Orhan Pamuk bugün Türk edebiyatının en önde gelen romancılarından biri. Kent soylu bir ailenin çocuğu olarak, İstanbul’da dünyaya gelir ve eserlerinin birçoğunda da mekân İstanbul’u işaret eder. Bu bakımdan İstanbullu bir yazar olduğu yorumlarını kabul etmekle beraber ilave eder; özellikle bu kenti özellikle seçmiş değildir, burada doğar ve çevresi de burada oluşur.

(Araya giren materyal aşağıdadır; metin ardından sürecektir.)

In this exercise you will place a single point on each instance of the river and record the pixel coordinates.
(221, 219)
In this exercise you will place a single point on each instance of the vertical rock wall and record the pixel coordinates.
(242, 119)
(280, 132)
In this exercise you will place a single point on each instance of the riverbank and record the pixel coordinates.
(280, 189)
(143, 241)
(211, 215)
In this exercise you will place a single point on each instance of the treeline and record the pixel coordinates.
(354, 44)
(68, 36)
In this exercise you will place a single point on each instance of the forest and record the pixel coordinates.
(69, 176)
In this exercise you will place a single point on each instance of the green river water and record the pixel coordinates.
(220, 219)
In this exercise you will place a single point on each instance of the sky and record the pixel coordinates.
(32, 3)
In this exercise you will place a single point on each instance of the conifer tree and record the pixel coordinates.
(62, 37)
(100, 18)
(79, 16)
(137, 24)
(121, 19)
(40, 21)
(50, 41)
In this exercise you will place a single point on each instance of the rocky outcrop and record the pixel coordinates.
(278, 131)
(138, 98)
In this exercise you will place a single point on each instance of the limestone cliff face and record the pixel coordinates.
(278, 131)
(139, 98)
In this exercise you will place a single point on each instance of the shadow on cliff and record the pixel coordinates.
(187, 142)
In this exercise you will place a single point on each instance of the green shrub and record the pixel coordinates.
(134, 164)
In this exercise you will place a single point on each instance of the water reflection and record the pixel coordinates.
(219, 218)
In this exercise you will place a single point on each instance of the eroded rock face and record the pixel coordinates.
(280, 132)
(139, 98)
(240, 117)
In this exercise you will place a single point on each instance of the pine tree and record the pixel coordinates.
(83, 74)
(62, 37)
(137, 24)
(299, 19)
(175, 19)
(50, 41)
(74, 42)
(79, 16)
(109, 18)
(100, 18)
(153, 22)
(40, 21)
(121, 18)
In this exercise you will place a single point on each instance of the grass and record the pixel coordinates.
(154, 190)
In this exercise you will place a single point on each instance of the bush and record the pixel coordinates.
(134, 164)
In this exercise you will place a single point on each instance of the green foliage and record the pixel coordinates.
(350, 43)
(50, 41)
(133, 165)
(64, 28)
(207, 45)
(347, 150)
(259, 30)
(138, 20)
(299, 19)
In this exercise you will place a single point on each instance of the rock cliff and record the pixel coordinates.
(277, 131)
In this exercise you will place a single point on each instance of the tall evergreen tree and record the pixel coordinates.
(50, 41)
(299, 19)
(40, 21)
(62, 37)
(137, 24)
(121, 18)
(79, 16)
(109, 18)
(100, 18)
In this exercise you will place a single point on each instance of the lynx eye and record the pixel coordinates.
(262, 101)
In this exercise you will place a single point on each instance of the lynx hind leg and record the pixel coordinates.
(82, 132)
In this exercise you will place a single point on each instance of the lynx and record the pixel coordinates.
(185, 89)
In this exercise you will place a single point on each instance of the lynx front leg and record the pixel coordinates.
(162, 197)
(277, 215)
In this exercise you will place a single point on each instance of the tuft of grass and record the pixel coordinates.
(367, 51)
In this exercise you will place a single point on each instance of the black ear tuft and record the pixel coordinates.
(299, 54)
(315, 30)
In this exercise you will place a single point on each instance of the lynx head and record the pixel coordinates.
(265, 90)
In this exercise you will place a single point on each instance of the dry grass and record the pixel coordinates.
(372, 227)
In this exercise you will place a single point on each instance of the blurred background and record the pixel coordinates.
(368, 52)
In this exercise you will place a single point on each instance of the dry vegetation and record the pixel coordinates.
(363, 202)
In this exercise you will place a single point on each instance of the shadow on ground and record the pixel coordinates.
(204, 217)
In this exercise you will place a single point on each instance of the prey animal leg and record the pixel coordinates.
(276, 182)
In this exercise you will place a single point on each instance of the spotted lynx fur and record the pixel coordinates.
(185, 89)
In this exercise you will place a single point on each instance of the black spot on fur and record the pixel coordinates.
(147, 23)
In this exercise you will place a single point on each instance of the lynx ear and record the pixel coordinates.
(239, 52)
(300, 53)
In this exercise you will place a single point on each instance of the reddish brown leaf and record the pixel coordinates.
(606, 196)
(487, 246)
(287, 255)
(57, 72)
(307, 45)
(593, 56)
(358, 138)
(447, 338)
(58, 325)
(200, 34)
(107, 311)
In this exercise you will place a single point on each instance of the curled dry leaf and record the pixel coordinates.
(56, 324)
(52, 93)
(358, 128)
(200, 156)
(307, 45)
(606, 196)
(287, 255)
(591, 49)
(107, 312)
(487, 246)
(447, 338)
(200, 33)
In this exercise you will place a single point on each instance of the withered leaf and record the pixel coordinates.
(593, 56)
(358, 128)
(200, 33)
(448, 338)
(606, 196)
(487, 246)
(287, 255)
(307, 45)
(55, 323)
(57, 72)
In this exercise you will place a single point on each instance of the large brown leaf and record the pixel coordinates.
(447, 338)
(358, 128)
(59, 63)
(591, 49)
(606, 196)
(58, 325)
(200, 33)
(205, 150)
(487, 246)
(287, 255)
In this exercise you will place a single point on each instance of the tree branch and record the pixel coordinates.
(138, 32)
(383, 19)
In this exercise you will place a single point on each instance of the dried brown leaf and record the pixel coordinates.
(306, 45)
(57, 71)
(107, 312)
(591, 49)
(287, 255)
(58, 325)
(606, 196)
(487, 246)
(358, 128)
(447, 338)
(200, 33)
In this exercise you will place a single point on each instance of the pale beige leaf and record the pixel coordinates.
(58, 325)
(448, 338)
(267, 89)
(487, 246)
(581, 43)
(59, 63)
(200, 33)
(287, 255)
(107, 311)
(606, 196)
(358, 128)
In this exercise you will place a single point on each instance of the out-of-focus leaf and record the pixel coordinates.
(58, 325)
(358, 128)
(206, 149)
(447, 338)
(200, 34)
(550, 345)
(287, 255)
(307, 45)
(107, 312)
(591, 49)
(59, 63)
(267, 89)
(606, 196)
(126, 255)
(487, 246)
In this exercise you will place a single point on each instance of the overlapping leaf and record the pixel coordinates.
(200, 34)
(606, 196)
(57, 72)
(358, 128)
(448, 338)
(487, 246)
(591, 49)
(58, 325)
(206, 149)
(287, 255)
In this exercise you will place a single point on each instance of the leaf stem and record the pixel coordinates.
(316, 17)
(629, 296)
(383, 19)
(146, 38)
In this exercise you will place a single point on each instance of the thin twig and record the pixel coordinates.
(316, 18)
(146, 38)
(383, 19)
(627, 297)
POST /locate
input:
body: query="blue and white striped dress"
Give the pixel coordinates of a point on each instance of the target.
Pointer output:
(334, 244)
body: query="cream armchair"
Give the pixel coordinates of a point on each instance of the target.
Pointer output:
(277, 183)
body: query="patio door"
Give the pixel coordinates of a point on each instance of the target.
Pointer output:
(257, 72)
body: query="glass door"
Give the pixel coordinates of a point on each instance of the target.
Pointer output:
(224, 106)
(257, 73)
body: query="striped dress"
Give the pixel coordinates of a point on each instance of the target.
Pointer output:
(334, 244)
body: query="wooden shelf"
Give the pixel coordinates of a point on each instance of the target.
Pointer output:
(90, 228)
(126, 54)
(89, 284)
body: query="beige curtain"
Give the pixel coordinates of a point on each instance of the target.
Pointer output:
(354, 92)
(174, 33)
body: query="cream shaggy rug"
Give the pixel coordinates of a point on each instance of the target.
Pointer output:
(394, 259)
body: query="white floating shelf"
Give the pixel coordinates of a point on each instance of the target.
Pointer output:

Büyük bir titizlikle, araştırmalar yaparak yazdığı romanları onu ödüllerden ödüllere götürür. Hatta öyle ki kimi romanlarını yazması yıllarını alır. Yazarın pek çok romanında Doğu – Batı arasında gidip gelmelerin karakterler üzerinden anlatıldığını da söylemek gerek. Buyurun derlemeye. Baştan sona Orhan Pamuk kitapları!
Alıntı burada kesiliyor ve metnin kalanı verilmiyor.